All of these women are sharp, desirable, endearing, complicated, funny, sexy, smart, and messy. Their bond is strong, their lives are not over, and some of the lessons they are forced to learn hold actual resonance beyond the big screen. It’s too bad then that so much of what we see on the big screen detracts from the story and characters at its heart.

Scripted again by Holderman and Erin Simms, the opening moments of “Book Club: The Next Chapter” attempt to root it very much in the here and now, as our book club besties zip us through their own experiences with the COVID-19 pandemic, including lockdown, quarantine, and a chilling (but believable!) amount of Zoom get-togethers. They read everything from “Normal People” to “The Alchemist,” while also dabbling in pickling their own vegetables, attempting to bond with “rescue parrots,” and dealing with forced retirements of all stripes.

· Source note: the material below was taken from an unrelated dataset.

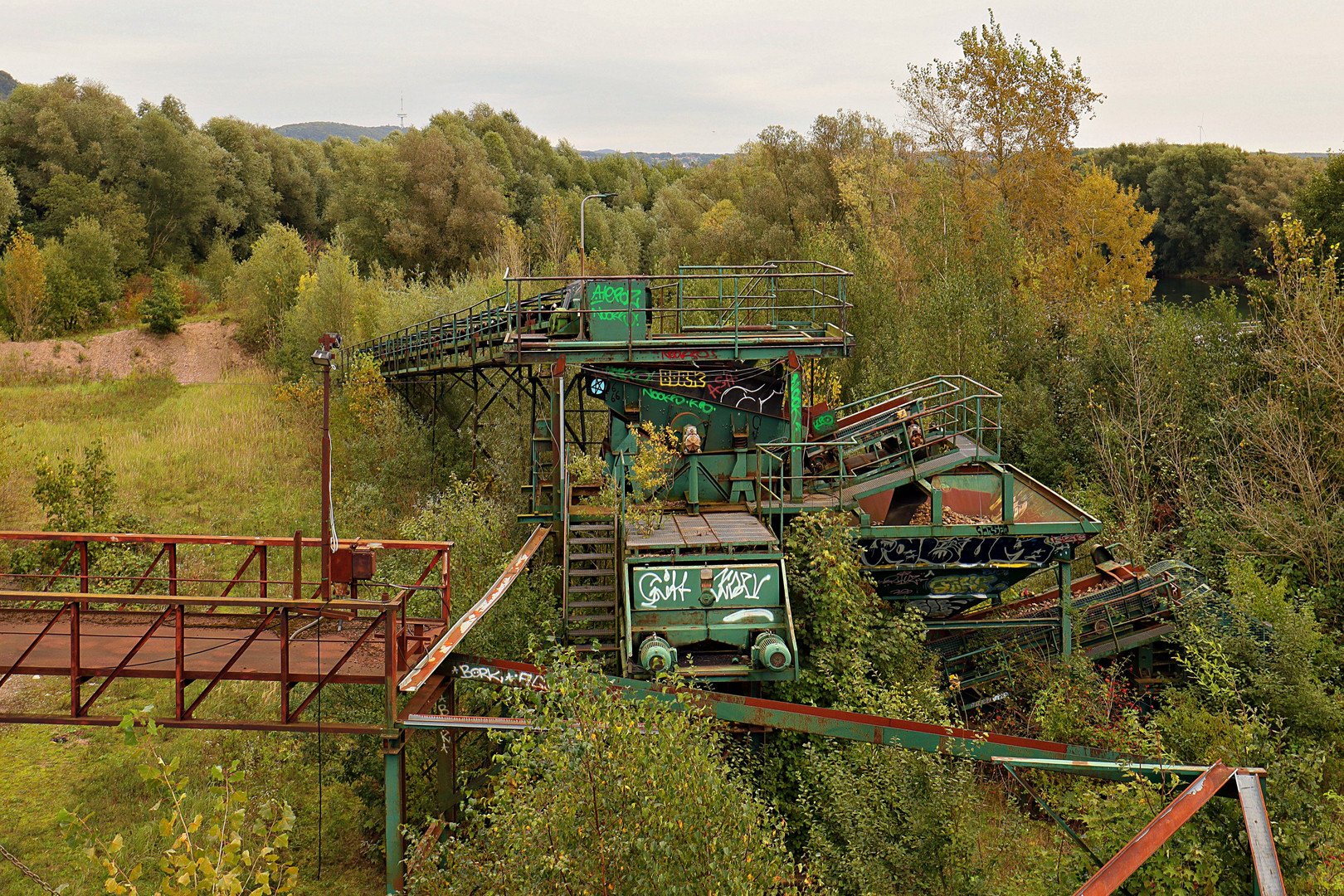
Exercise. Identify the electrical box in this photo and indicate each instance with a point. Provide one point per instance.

When they’re finally reunited — a stilted affair that feels oddly bloodless — they’re juiced up on “reading the signs” and dealing with troublesome fate (they did just finish “The Alchemist,” after all) and the revelation that the perpetually single-and-loving-it Vivian (Fonda) is engaged to her paramour from the first film (returning co-star Don Johnson, as Arthur). Resident planner Carol (Steenburgen, effervescent as ever) is still reeling from the loss of her restaurant and a scary heart attack that almost took her cute husband Bruce (Craig T. Nelson), and she’s got an idea, dammit: The foursome will take the trip to Italy they dreamed of decades ago, long before real life got in the way.

Everyone reacts differently. Vivian doesn’t want to upset Arthur. Diane (Keaton) is terrified of leaving her neatly arranged life (including her own boyfriend, Andy Garcia, back as Mitchell). Sharon (Bergen) can’t leave behind her cat, goddammit. Soon enough, fate (sorry) aligns to convince the ladies they need to go, and now. As they bounce between cities (weirdly, the whole aim of the trip is to go to Tuscany, though the foursome soon engages in repeated demands to mix up the itinerary, padding out an already too-long feature), they have tons of fun and reckon with their own mortality. More Prosecco, please!

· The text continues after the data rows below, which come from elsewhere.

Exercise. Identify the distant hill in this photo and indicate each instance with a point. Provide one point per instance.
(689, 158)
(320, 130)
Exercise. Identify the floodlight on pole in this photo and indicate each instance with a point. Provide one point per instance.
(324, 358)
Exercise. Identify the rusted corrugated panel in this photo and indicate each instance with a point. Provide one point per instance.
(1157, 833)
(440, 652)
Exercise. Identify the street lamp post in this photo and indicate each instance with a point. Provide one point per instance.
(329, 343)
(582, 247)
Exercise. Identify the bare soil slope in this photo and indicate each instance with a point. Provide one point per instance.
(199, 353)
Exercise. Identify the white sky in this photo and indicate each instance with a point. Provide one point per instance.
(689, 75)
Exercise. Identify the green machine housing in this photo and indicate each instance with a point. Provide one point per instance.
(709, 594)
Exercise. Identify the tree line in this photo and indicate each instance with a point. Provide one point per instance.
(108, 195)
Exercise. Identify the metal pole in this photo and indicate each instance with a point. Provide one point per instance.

It’s mostly shapeless, sprinkled with sequences both fun (shopping montage!) and strange (a handsome stranger sings to them in Italian at a party… held at a cooking school… with a masquerade theme?), plus plenty of wacky coincidences and a worrying amount of countryside footage that looks like it was purchased from Getty. And that’s the rub: “Book Club: The Next Chapter”  feels fun and frisky, and it looks just awful. Moments in which we see the foursome all doing something benign, like sitting around a table imbibing wine, are intercut with shots in which it seems obvious they’re not even on the same continent, let alone in the same room. Two months in Italy? How?

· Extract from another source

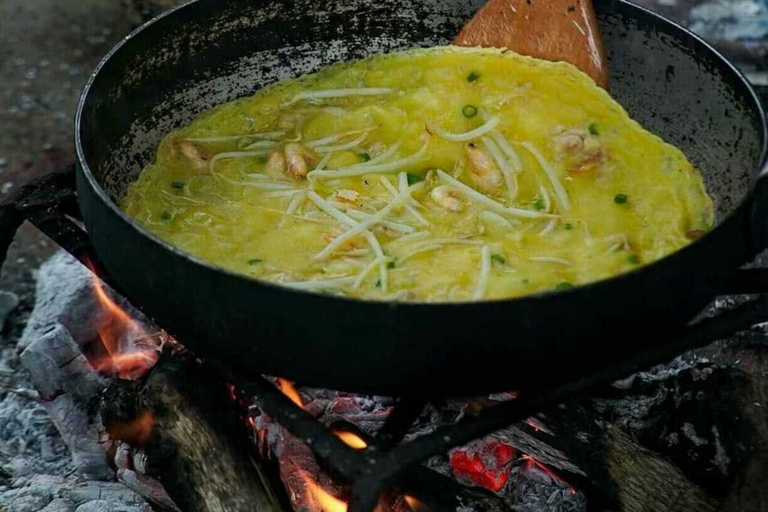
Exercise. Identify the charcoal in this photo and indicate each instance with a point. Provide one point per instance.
(65, 296)
(67, 383)
(8, 302)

As the journey at hand finally finds some semblance of direction — albeit one most viewers will see coming from a mile off — the charms ramp up. These are characters we want to see happy, fulfilled, and having fun. The conclusion of “Book Club: The Next Chapter” provides that. But most of the pages leading up to it? They need another draft. Wine might help, too.

Grade: C-

Focus Features will release “Book Club: The Next Chapter” in theaters on Friday, May 12.